L’économie circulaire pour sortir le Québec de la consommation linéaire

L’économie québécoise n’est circulaire qu’à 3,5 %.
Valérian Mazataud Le Devoir L’économie québécoise n’est circulaire qu’à 3,5 %.

Ce texte est tiré du Courrier de la planète du 23 août 2022. Pour vous abonner, cliquez ici.

Chaque année, l’économie québécoise consomme 271 millions de tonnes de matières premières et secondaires, soit 32 tonnes par habitant. Autrement dit, chaque Québécois entraîne annuellement l’utilisation de ressources dont la masse est équivalente à celle de cinq éléphants !

Pour freiner la dégradation de l’environnement, il est essentiel de réduire cette consommation démesurée de ressources. Afin d’y arriver, on peut mettre l’économie au régime pour que moins de produits et de services soient requis en bout de parcours. On peut aussi favoriser la réutilisation de résidus, c’est-à-dire miser sur l’économie circulaire.

L’économie circulaire, c’est le cheval de bataille de Pierre Racicot depuis une décennie. Ce sociologue, spécialiste de l’économie à l’échelle régionale au Québec, est le p.-d.g. de Villes et régions innovantes, un réseau québécois qui tente d’orchestrer un virage vers ce type d’économie moins extractiviste.

« Les gens sont prêts à ça. Ils voient l’urgence climatique à la télé tous les jours et ils se demandent : “Qu’est-ce que je peux faire ?”» expliquait M. Racicot en entrevue avec Le Devoir à l’occasion de notre compilation de 10 idées concrètes inspirées des constats du GIEC pour un gouvernement québécois.

L’économie québécoise est effectivement très « linéaire ». L’immense majorité des résidus agricoles, miniers, industriels et domestiques ne sont pas revalorisés. Les hydrocarbures brûlés sont pour leur part intrinsèquement non circulaires.

Selon le premier Rapport sur l’indice de circularité de l’économie du Québec produit en 2021 à la demande de Recyc-Québec, seulement 3,5 % de l’économie de la province repose sur des ressources circulant en boucle. La province est ainsi bien en deçà de la moyenne mondiale, qui se situe à 8,6 %.

Dans bien des cas, la matière gaspillée pourrait être valorisée. Pensons notamment aux millions de tonnes de déchets enfouies chaque année dans la province, composées à 65 % de matière organique pouvant enrichir les sols.

Garder l’argent en région

De petites initiatives existent pour favoriser l’économie circulaire : l’aquaponie, la déconstruction de bâtiments désuets, la valorisation agricole des boues municipales. Mais selon M. Racicot, le Québec doit absolument se doter d’une politique forte pour encourager le virage vers l’économie circulaire.

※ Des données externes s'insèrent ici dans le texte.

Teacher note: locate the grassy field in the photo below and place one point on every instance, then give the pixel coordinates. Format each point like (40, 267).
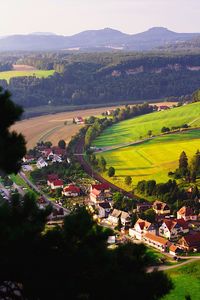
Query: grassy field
(52, 127)
(152, 159)
(134, 129)
(186, 281)
(38, 73)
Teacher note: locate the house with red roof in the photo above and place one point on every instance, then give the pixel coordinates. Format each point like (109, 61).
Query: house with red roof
(100, 193)
(47, 153)
(57, 184)
(186, 213)
(161, 208)
(119, 214)
(173, 228)
(51, 178)
(79, 120)
(58, 151)
(174, 250)
(140, 228)
(28, 158)
(71, 191)
(156, 241)
(104, 209)
(190, 242)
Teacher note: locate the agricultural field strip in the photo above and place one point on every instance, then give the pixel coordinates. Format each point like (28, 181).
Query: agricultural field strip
(7, 75)
(154, 157)
(139, 142)
(136, 129)
(45, 135)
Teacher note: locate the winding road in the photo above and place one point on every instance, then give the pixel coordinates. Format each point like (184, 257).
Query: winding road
(79, 153)
(35, 188)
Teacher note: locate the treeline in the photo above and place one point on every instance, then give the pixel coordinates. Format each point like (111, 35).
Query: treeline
(170, 193)
(5, 66)
(103, 78)
(188, 172)
(119, 114)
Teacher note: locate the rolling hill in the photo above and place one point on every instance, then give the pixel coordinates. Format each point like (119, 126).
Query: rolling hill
(95, 40)
(154, 158)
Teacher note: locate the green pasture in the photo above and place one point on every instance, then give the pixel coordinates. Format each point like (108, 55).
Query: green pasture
(137, 128)
(37, 73)
(186, 280)
(152, 159)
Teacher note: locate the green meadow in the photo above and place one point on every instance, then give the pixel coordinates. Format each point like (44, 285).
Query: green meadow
(134, 129)
(37, 73)
(186, 280)
(152, 159)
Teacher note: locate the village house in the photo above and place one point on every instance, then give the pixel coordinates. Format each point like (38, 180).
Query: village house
(104, 209)
(58, 151)
(174, 250)
(140, 228)
(125, 219)
(114, 217)
(28, 159)
(186, 213)
(143, 206)
(71, 191)
(190, 242)
(41, 163)
(56, 184)
(109, 112)
(119, 214)
(56, 158)
(100, 193)
(47, 153)
(51, 178)
(78, 120)
(172, 229)
(161, 208)
(156, 241)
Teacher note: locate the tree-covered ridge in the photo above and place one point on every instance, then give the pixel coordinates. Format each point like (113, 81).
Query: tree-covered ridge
(103, 78)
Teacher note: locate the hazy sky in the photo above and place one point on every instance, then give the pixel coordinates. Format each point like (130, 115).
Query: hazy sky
(72, 16)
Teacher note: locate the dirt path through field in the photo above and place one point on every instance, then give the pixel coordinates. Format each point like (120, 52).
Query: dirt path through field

Plus concrètement, cela pourrait notamment se traduire par le transfert des impôts prélevés auprès des entreprises de l’économie circulaire vers les municipalités et les régions où elles oeuvrent. Cet argent, investi ensuite dans les centres de recherche locaux, créerait un effet d’entraînement, d’après M. Racicot.

« Ces milieux deviendraient plus dynamiques, et donc plus intéressants pour de nouveaux opérateurs de l’économie circulaire », fait-il valoir. La colonne vertébrale de ce réseau régional existe déjà, ajoute-t-il : ce sont les 59 centres collégiaux de transfert de technologie, répartis dans 15 régions du Québec.

Le gouvernement doit présenter la nouvelle version de sa Stratégie gouvernementale de développement durable d’ici le 27 octobre prochain. L’inclusion d’orientations en économie circulaire dans cette stratégie peut « constituer un moteur d’innovation favorisant une relance verte », selon la Chaire de gestion du secteur de l’Énergie de HEC Montréal.